All that being said, if Jennings cleaned up his tendencies, focused on distributing the ball, nailing threes, and learning to attack the rim more effectively out of the pick-and-roll, he could turn into a very nice player. Not an NBA All-Star, but feasibly the third best player on a championship team. The question weighing on everyone’s mind at the moment, and the reason Jennings remains unsigned currently, is whether Jennings can accept his fate as an overqualified role player. He has freewheeling habits and a cocky mentality, and tends to reach for All-Star status with skills that fall just below such a threshold. In his current role, Jennings is the quintessential “two steps forward, one step back” player, and liminal players of his order are precisely the kind of talent that keep teams mired in mediocrity–never quite bad enough to bottom out, but never good enough to contend.

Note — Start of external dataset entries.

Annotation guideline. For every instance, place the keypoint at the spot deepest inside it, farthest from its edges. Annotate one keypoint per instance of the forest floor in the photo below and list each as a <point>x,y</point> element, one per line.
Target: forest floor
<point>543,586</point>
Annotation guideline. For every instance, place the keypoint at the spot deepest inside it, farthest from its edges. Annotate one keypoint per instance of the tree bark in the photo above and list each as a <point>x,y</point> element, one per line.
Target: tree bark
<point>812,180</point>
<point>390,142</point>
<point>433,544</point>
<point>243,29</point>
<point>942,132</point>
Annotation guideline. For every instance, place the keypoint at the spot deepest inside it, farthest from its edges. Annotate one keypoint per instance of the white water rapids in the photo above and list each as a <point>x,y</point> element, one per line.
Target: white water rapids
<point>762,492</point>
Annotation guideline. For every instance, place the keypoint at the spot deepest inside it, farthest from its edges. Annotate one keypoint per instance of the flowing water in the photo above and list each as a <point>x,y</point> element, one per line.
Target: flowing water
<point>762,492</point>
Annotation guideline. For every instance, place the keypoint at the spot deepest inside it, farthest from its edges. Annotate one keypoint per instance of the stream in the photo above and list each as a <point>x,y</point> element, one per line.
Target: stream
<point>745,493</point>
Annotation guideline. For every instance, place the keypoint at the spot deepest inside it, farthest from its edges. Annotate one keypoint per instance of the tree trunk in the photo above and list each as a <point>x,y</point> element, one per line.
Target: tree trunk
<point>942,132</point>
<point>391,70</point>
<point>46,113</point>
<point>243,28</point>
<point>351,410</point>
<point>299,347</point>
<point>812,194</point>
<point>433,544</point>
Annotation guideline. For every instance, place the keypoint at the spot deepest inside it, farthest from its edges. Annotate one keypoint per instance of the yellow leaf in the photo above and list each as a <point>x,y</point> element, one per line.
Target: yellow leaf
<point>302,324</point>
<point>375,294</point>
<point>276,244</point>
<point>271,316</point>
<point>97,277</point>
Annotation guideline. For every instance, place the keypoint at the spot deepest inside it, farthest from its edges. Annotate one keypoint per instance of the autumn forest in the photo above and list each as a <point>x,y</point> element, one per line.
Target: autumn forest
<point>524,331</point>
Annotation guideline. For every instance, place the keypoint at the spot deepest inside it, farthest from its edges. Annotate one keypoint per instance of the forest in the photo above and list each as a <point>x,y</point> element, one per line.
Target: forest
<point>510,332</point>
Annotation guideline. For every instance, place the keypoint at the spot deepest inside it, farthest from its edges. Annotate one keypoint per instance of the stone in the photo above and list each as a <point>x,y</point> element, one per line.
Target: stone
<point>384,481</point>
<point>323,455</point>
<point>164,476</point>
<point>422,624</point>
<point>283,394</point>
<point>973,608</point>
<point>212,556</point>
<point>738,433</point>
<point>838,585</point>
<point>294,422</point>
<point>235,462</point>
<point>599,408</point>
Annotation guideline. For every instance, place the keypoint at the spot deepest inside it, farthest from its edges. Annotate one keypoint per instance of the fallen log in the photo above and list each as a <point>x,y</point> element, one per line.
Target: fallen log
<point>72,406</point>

So what is “fair” value for Brandon Jennings? It depends entirely on how he’ll conduct himself. If he can recognize his weaknesses, focus on his strengths and accept a 15-25% cutback in responsibility, he might paradoxically be worth more money to the team that signs him than he would be operating in his current role. A refined version of BJ who is asked to score and create less while playing more efficiently might ultimately be worth $10 or $11 million dollars per year as a Ferrari-caliber role player, while at the same time, if Jennings insists on being an alpha dog, he will ultimately be regarded as underwhelming and overpaid. This is what makes his value nebulous and hard to assess in the here and now, for pundits and GMs alike. No one knows for sure what they’ll be getting when they sign Brandon Jennings, and in today’s leaner and more cautious market, teams are hesitant to take risks that tie up their cap space or put them near the luxury tax. I suspect ultimately a team will take a flyer on him for somewhere between $9 and $11 million (and if they don’t, we may see him accept a 1-year, $4.5-million dollar qualifying offer from the Bucks, play out the season, and try his luck again as an unrestricted free agent in 2014). Whether locking down Jennings is lauded or mocked down the road depends entirely on his willingness to adapt, mature and pare down his game for the sake of the team.